「絶対孤独のなかで死ぬ」覚悟があるか?
会社員時代にお世話になった、ある社長Xさんがめちゃくちゃカッコよかった。
当時、頭は禿げ上がった50代後半の、小太りのおっさん。
見た感じでは、風采の上がらない冴えないオヤジなのだが、仕事はとにかくできる。
歳のくせに世間の風に敏感で、新しいものを自分の事業にどんどん取り入れて、イケるとみたら、さっさと増員して、事業を拡大していく。
忙しくても、仕事は夕方の3時か4時にやめる。
あとはよろしく!と言って事務所を後にし、サウナにいく。
アブラっぽい身体や顔の皮膚から、老廃物を絞りだしたら、清潔に、パリっとなって、夜の町に出かける。
そして、同伴出勤。
夜中まで飲む。
ひっきりなしに、女の子からメールが入る。
「もてますね!」
「アホ!カネやカネ!こんなハゲブタのおっさん、若い娘が好きになるはずないやろ!」
そんなXさんに、ある時尋ねたことがある。
「そんな風に毎日女の子と飲み歩いて、奥様とか家族とか、問題おきませんの?」
そしたら、珍しく真顔になって、こう言われた。
「あのな、人間、絶対孤独のなかで死ぬ覚悟をしたら、なんでもできるもんやで。その覚悟さえ決めたら、嫁も子供も、何をやってもついてくる」
さて、50代になった僕は、事業でも、遊びでも、Xさんには遠く及ばず、ただただ、「死」というものが近づいて、かなりリアルになってきた。
そして、「絶対孤独のなかで死ぬ」という言葉を、時に思い出す。
僕の家には、かなりひどい認知症になった嫁の父がいる。
僕の両親は健在で、なんとかふたりで暮らしているが、様々な問題がおきるようになった。
そして、ヘルパーさんの話を聞いたり、周囲のひとたちの介護の話を聞いて、ますます自分の死に様に思いを馳せるようになった。
昔のローマ人のなかには、意志の強い人たちがいて、自分で死期を決めて、絶食して死んだという。
僕にはそんなことはできない。
でもやはり、一番の望みは、受け入れていようが受け入れていまいが、「絶対孤独のなかで死ぬ」というような、明確な意志のある状態で、最後を迎えたいということだ。
もし、万一、嫁に先立たれてしまったら、這ってでも、ひとりで暮らす。
ずっと、何かの仕事をしながら。
そして、仕事場で突っ伏して、ひとりで死ぬ。
それが理想だけど、話は簡単ではない。
いくらひとりで生きていく覚悟を決めても、認知症になってしまったら、自分の意志は霧消してしまい、誰かのお世話になるようになってしまう。

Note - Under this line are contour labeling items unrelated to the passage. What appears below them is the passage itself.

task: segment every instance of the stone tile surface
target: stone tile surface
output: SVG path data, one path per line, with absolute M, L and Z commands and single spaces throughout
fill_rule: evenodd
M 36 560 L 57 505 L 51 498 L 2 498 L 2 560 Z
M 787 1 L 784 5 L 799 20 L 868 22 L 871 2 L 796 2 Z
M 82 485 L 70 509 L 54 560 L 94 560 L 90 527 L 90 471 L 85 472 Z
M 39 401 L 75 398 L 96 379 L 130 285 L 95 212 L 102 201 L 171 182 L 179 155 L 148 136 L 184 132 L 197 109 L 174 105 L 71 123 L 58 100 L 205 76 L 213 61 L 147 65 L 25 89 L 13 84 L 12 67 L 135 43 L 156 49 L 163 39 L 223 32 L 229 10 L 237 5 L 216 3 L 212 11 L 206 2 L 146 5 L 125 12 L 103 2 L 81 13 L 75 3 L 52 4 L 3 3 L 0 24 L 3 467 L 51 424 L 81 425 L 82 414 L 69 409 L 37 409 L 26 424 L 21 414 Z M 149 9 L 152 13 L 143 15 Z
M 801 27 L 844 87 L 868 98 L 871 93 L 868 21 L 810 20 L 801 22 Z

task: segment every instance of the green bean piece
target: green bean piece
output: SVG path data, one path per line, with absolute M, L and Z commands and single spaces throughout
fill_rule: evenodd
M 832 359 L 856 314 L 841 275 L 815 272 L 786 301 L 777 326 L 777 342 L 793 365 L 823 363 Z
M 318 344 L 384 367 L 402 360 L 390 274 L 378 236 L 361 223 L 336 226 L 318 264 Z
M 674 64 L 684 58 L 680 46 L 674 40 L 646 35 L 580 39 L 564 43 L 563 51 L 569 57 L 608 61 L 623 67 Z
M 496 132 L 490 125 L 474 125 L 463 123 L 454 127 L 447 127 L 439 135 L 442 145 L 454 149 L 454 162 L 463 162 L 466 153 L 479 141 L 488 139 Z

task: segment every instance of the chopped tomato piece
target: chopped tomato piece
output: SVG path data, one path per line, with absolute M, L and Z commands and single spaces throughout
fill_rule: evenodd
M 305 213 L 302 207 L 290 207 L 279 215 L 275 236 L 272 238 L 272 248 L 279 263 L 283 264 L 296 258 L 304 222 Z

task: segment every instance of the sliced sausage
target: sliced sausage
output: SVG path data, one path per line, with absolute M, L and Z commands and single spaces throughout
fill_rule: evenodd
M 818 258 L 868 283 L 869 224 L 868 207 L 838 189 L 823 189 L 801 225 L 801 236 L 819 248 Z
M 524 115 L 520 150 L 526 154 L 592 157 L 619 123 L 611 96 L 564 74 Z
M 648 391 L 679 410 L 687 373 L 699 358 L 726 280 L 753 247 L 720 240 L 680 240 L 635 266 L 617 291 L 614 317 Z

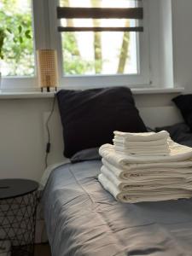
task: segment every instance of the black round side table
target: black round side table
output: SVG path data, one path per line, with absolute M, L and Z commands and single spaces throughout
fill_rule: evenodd
M 4 249 L 11 256 L 34 254 L 38 188 L 32 180 L 0 179 L 0 252 Z M 6 249 L 8 243 L 10 247 Z

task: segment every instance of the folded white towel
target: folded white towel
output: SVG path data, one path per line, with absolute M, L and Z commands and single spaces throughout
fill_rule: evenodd
M 122 138 L 121 137 L 114 136 L 113 137 L 113 143 L 123 145 L 126 148 L 135 148 L 135 147 L 156 147 L 156 146 L 165 146 L 165 144 L 167 143 L 167 138 L 163 138 L 160 140 L 155 141 L 148 141 L 148 142 L 130 142 L 129 140 L 126 140 L 126 138 Z
M 167 139 L 169 137 L 169 133 L 166 131 L 161 131 L 160 132 L 138 132 L 138 133 L 131 133 L 131 132 L 122 132 L 114 131 L 115 136 L 119 137 L 125 138 L 131 142 L 148 142 L 148 141 L 155 141 L 160 139 Z
M 166 143 L 165 143 L 164 144 L 162 145 L 129 145 L 129 144 L 123 144 L 123 143 L 117 143 L 115 142 L 115 140 L 113 140 L 113 145 L 115 147 L 118 147 L 120 149 L 124 149 L 124 150 L 136 150 L 136 149 L 138 149 L 138 150 L 147 150 L 147 151 L 152 151 L 152 150 L 167 150 L 169 149 L 169 143 L 167 143 L 167 140 L 166 140 Z
M 170 154 L 167 156 L 137 156 L 118 154 L 111 144 L 104 144 L 99 148 L 99 154 L 108 162 L 125 168 L 129 164 L 165 163 L 182 161 L 192 158 L 192 148 L 177 144 L 170 139 Z
M 177 200 L 178 198 L 190 198 L 192 191 L 175 189 L 158 189 L 136 192 L 127 192 L 119 190 L 113 183 L 102 173 L 99 174 L 98 180 L 103 188 L 121 202 L 137 203 L 140 201 L 158 201 L 166 200 Z
M 123 147 L 116 146 L 114 144 L 114 150 L 117 153 L 119 154 L 136 154 L 136 155 L 143 155 L 143 156 L 148 156 L 148 155 L 169 155 L 170 154 L 170 148 L 165 148 L 163 149 L 159 149 L 158 147 L 150 148 L 150 147 L 147 147 L 146 148 L 125 148 Z
M 171 162 L 165 164 L 161 163 L 161 166 L 160 164 L 156 163 L 153 163 L 151 165 L 147 164 L 147 166 L 145 166 L 146 164 L 130 165 L 130 168 L 124 170 L 120 169 L 119 166 L 115 166 L 110 164 L 103 158 L 102 161 L 110 172 L 112 172 L 117 178 L 124 181 L 129 180 L 130 178 L 135 178 L 136 181 L 138 181 L 138 177 L 140 177 L 140 180 L 143 181 L 143 178 L 146 179 L 148 178 L 148 177 L 150 177 L 152 180 L 154 180 L 159 178 L 160 176 L 164 177 L 165 178 L 169 178 L 173 175 L 175 175 L 175 177 L 183 177 L 188 181 L 192 179 L 192 161 L 185 162 L 188 166 L 187 167 L 177 167 L 178 163 L 181 164 L 183 162 Z M 164 165 L 164 166 L 162 166 L 162 165 Z
M 128 179 L 122 179 L 116 177 L 113 172 L 108 169 L 107 166 L 102 166 L 101 172 L 105 175 L 119 190 L 122 191 L 135 191 L 137 189 L 183 189 L 192 190 L 192 177 L 190 181 L 186 179 L 183 175 L 174 173 L 168 177 L 163 175 L 156 176 L 155 177 L 150 175 L 143 176 L 144 178 L 130 177 Z

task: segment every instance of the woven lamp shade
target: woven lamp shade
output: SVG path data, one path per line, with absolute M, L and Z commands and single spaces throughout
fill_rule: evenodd
M 57 53 L 55 49 L 38 49 L 37 51 L 38 83 L 43 91 L 47 88 L 58 86 Z

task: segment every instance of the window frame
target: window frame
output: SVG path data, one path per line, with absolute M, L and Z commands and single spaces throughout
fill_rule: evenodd
M 49 0 L 50 1 L 50 0 Z M 55 3 L 53 3 L 55 2 Z M 51 9 L 56 9 L 59 6 L 59 0 L 52 1 Z M 137 74 L 113 74 L 113 75 L 63 75 L 62 67 L 62 50 L 61 50 L 61 33 L 55 29 L 55 33 L 52 29 L 52 38 L 57 38 L 57 52 L 59 61 L 59 78 L 61 87 L 67 89 L 86 89 L 95 87 L 108 87 L 108 86 L 129 86 L 129 87 L 146 87 L 150 84 L 149 79 L 149 44 L 148 44 L 148 4 L 143 1 L 143 27 L 144 32 L 137 33 Z M 51 15 L 53 16 L 53 14 Z M 57 20 L 56 15 L 55 15 L 55 27 L 60 25 Z M 52 23 L 52 25 L 53 25 Z M 142 56 L 142 58 L 141 58 Z M 139 59 L 140 57 L 140 59 Z
M 35 74 L 34 77 L 12 77 L 3 78 L 2 89 L 6 90 L 40 90 L 37 78 L 36 50 L 39 49 L 55 49 L 58 55 L 58 73 L 60 88 L 66 89 L 86 89 L 105 86 L 129 86 L 146 87 L 150 84 L 149 67 L 149 38 L 148 3 L 143 1 L 143 27 L 144 32 L 137 33 L 139 38 L 137 41 L 137 67 L 138 74 L 114 74 L 114 75 L 76 75 L 63 76 L 61 34 L 57 31 L 59 20 L 56 16 L 56 8 L 59 0 L 32 0 L 32 26 L 34 36 L 34 58 Z M 51 19 L 50 19 L 51 17 Z M 142 56 L 142 57 L 141 57 Z

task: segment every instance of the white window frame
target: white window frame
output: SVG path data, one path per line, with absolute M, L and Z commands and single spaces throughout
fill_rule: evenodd
M 59 0 L 32 0 L 33 35 L 34 35 L 34 77 L 3 78 L 2 89 L 5 90 L 40 90 L 37 78 L 36 49 L 55 49 L 58 55 L 59 84 L 60 88 L 86 89 L 105 86 L 129 86 L 146 87 L 149 85 L 149 39 L 148 24 L 148 3 L 143 1 L 143 27 L 144 32 L 137 33 L 139 44 L 137 53 L 138 74 L 114 74 L 114 75 L 86 75 L 63 76 L 61 35 L 57 31 L 59 20 L 56 16 L 56 7 Z
M 150 84 L 149 79 L 149 44 L 148 44 L 148 3 L 143 1 L 143 27 L 144 32 L 137 33 L 138 38 L 137 44 L 137 60 L 138 73 L 137 74 L 114 74 L 114 75 L 65 75 L 63 76 L 62 67 L 62 49 L 61 49 L 61 33 L 58 32 L 55 29 L 60 25 L 57 20 L 56 12 L 55 14 L 52 10 L 55 10 L 59 6 L 59 0 L 49 1 L 49 15 L 52 19 L 50 24 L 51 46 L 57 49 L 58 62 L 59 62 L 59 77 L 60 86 L 67 89 L 86 89 L 94 87 L 105 87 L 105 86 L 129 86 L 129 87 L 146 87 Z M 142 57 L 141 57 L 142 56 Z

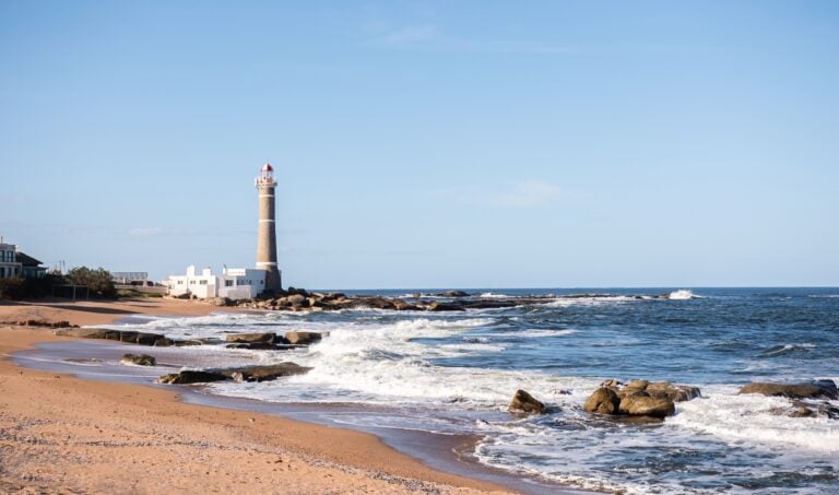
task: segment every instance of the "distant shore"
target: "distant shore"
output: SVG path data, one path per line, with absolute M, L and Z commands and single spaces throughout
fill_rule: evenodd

そして、認知症にならなければよいかというと、そうでもない。
自立の意志は硬く硬く凝り固まっているものの、加齢に伴う判断力の低下がすすむとどうなるか。
人の助けを拒絶して、あげく、家をゴミ屋敷にしてしまったり、火事を出して周囲に迷惑をかけたりする危険がある。
社会の高齢化は、ますますすすむ。
一人っ子同士の結婚なら、夫婦は4人の老人を抱えることになり、4人の死に様をみとらないといけない。
共働きでやっと暮らしていける今の厳しい社会情勢のなかで、子どもたちに介護の負担を負わせたくはない。
しかし、結局、ある程度のお金を残してやるということ以外に、できることはないのだ。
少し前までは、「絶対孤独のなかで死ぬ」という覚悟が自分にできるのか、と問うていた。
しかし、いまでは、「絶対孤独のなかで死ぬ」という意志のある状態で最後を迎えることができるのか、と考えるようになった。
そして、最近、こんな風にも考えるようになった。
どんな覚悟をしても、自分の死に様は、自分では、けっしてデザインすることができない、のだと。